CONDITIONS SUBJECTIVES DE LA MORALITÉ


I

L’établissement d’une morale formelle est la partie la plus solide de la philosophie kantienne ; mais il faut y dégager les principes vraiment formels d’un certain nombre de principes d’un autre ordre que Kant y a mêlés pour essayer de mettre d’accord son dogmatisme pratique et son sceptisme spéculatif. M. Fouillée lui reproche avec raison cette confusion de principes hétérogènes, qui a le double tort de pécher contre la logique et de manquer son but ; car elle laisse subsister tout entière la contradiction des deux Critiques[1]. La morale formelle, telle que Kant l’a conçue, est la loi universelle de toute volonté. Elle est donc indépendante des conditions particulières dans lesquelles se meut la volonté propre de l’homme ; elle n’a rien à voir, dans son essence propre, avec la distinction chez l’homme du « phénomène » et du « noumène, » en supposant que cette distinction ait quelque fondement ; elle doit pouvoir se déduire tout entière de la définition d’une volonté, en la même façon que les théorèmes de la géométrie se déduisent de la définition des figures auxquelles ils s’appliquent.
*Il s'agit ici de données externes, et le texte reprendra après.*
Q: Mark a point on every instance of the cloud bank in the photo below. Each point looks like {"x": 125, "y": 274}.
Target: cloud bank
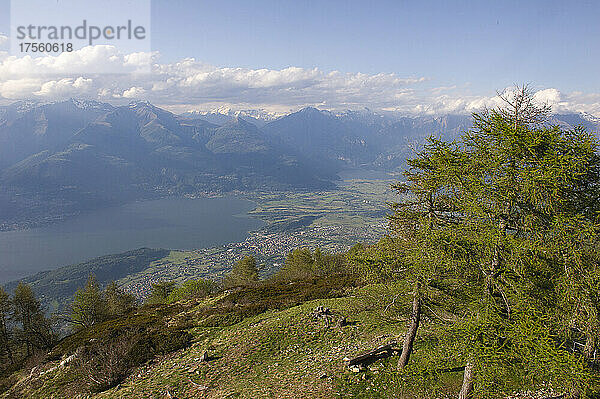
{"x": 190, "y": 84}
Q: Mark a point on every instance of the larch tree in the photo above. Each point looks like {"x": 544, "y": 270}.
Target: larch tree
{"x": 498, "y": 209}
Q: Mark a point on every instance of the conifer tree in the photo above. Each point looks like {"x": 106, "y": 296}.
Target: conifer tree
{"x": 89, "y": 305}
{"x": 244, "y": 272}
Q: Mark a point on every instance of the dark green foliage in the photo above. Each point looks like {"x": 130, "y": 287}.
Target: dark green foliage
{"x": 508, "y": 212}
{"x": 252, "y": 300}
{"x": 108, "y": 351}
{"x": 91, "y": 305}
{"x": 35, "y": 332}
{"x": 244, "y": 272}
{"x": 301, "y": 263}
{"x": 118, "y": 302}
{"x": 192, "y": 289}
{"x": 160, "y": 292}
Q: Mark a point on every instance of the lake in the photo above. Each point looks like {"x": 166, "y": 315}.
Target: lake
{"x": 172, "y": 223}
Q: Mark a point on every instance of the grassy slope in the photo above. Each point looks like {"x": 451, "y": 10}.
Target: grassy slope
{"x": 279, "y": 354}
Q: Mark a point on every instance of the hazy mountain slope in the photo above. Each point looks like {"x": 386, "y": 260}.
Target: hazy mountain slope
{"x": 29, "y": 129}
{"x": 80, "y": 154}
{"x": 56, "y": 287}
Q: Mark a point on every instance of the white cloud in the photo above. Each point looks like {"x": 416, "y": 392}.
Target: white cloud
{"x": 192, "y": 84}
{"x": 133, "y": 92}
{"x": 65, "y": 88}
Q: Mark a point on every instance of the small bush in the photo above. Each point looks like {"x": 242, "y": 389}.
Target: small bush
{"x": 192, "y": 289}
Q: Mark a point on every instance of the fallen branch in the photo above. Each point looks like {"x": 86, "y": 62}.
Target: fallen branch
{"x": 378, "y": 353}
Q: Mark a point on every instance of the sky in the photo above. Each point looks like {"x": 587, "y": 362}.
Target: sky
{"x": 402, "y": 56}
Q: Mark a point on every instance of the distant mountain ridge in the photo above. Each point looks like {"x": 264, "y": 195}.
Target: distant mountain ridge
{"x": 57, "y": 158}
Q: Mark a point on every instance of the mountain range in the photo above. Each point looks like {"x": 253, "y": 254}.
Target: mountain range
{"x": 64, "y": 157}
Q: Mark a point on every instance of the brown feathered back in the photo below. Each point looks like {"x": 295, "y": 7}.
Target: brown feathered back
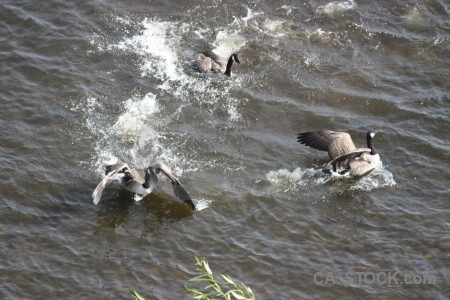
{"x": 335, "y": 143}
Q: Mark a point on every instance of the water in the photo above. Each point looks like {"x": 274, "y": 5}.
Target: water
{"x": 86, "y": 84}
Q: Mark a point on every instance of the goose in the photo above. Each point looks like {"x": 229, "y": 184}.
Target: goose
{"x": 209, "y": 61}
{"x": 346, "y": 159}
{"x": 141, "y": 182}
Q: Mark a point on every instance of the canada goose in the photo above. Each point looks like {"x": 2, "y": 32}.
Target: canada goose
{"x": 142, "y": 181}
{"x": 209, "y": 61}
{"x": 345, "y": 158}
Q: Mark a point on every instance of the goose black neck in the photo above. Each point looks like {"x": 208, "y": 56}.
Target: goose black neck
{"x": 229, "y": 64}
{"x": 370, "y": 144}
{"x": 148, "y": 176}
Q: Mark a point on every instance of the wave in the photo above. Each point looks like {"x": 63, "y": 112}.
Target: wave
{"x": 291, "y": 181}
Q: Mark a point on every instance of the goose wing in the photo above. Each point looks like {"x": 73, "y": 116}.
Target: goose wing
{"x": 363, "y": 164}
{"x": 335, "y": 143}
{"x": 178, "y": 189}
{"x": 343, "y": 162}
{"x": 217, "y": 58}
{"x": 110, "y": 171}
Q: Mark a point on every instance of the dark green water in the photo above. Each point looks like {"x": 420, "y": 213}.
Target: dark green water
{"x": 87, "y": 83}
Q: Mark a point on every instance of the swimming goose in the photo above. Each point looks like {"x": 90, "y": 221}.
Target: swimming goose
{"x": 346, "y": 159}
{"x": 141, "y": 182}
{"x": 209, "y": 61}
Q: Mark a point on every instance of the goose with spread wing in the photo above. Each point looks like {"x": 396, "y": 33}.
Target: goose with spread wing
{"x": 346, "y": 159}
{"x": 141, "y": 182}
{"x": 209, "y": 61}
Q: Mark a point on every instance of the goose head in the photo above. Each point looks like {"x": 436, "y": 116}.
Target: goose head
{"x": 370, "y": 136}
{"x": 235, "y": 58}
{"x": 149, "y": 173}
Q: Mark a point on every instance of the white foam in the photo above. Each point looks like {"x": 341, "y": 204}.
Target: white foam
{"x": 286, "y": 180}
{"x": 414, "y": 18}
{"x": 135, "y": 121}
{"x": 201, "y": 204}
{"x": 336, "y": 7}
{"x": 290, "y": 181}
{"x": 378, "y": 178}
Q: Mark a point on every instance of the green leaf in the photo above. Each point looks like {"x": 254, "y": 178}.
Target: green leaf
{"x": 136, "y": 295}
{"x": 237, "y": 296}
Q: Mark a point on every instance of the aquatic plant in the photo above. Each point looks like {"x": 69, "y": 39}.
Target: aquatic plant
{"x": 215, "y": 288}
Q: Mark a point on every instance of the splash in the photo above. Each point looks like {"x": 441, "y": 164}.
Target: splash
{"x": 287, "y": 181}
{"x": 159, "y": 46}
{"x": 336, "y": 7}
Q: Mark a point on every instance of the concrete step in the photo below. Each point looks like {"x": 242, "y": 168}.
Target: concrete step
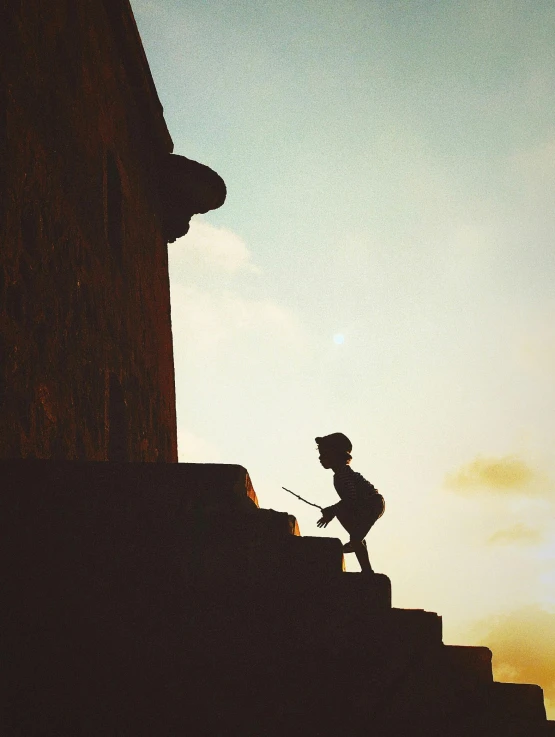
{"x": 513, "y": 701}
{"x": 78, "y": 485}
{"x": 472, "y": 665}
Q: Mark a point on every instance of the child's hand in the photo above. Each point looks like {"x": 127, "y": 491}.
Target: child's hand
{"x": 327, "y": 515}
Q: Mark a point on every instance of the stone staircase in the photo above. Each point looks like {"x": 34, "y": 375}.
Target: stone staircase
{"x": 159, "y": 600}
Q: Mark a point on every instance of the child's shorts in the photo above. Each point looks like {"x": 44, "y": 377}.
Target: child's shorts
{"x": 358, "y": 521}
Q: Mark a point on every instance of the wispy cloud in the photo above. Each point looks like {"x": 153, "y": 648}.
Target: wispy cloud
{"x": 209, "y": 318}
{"x": 508, "y": 474}
{"x": 523, "y": 646}
{"x": 207, "y": 247}
{"x": 194, "y": 449}
{"x": 518, "y": 534}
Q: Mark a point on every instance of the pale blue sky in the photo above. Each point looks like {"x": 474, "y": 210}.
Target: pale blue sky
{"x": 391, "y": 178}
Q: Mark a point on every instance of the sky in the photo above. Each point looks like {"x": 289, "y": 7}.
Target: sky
{"x": 383, "y": 267}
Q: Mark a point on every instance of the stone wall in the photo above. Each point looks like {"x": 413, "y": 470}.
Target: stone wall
{"x": 85, "y": 327}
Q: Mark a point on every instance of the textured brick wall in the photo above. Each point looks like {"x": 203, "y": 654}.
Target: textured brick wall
{"x": 84, "y": 291}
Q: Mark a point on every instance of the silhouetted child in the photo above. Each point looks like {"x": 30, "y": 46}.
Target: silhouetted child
{"x": 361, "y": 504}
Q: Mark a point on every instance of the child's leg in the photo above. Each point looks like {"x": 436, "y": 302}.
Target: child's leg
{"x": 361, "y": 552}
{"x": 358, "y": 527}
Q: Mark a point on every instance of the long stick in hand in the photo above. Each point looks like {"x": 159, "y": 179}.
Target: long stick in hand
{"x": 302, "y": 500}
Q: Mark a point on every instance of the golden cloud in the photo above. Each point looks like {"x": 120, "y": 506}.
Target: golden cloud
{"x": 506, "y": 474}
{"x": 519, "y": 534}
{"x": 523, "y": 646}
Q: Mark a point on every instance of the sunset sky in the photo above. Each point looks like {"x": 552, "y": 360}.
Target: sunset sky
{"x": 383, "y": 266}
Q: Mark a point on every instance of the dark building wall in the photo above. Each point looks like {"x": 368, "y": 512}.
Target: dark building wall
{"x": 85, "y": 327}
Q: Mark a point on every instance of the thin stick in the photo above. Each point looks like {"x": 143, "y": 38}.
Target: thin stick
{"x": 302, "y": 500}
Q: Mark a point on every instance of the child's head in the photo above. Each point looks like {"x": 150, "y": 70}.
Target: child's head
{"x": 334, "y": 450}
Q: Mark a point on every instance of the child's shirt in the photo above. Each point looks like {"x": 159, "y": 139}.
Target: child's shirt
{"x": 353, "y": 488}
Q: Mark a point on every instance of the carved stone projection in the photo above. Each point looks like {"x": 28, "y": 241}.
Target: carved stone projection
{"x": 187, "y": 188}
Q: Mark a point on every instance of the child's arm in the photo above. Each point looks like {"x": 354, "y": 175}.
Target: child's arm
{"x": 328, "y": 514}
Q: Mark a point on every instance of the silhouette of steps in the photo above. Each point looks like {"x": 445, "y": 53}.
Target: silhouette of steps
{"x": 146, "y": 599}
{"x": 471, "y": 664}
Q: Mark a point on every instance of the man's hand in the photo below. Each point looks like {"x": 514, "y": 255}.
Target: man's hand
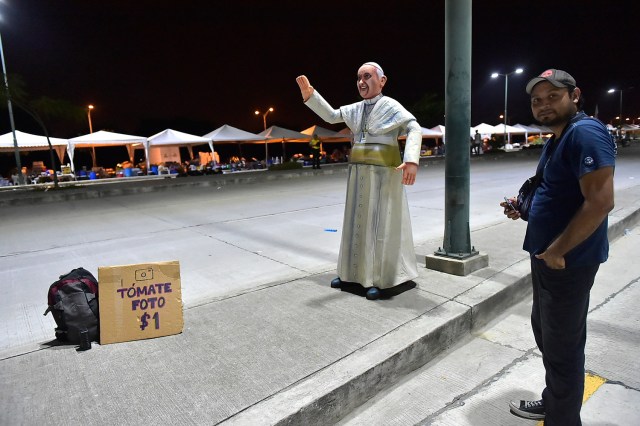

Il y aura lieu sans doute de se demander dans quelles conditions la morale formelle peut devenir la morale pratique de l’homme, la loi de la vie réelle et concrète pour les individus et pour les sociétés ; mais considérée en elle-même, la morale formelle ne dépend en rien de la solution de cette question, de même que les mathématiques pures ne dépendent en rien des applications qu’elles peuvent recevoir, soit dans les sciences expérimentales, soit dans les arts mécaniques. Kant a négligé, dans la Critique

  1. L’examen de la morale kantienne tient la plus grande place dans la Critique des systèmes de morale contemporains, Paris, Germer Baillière, 1883.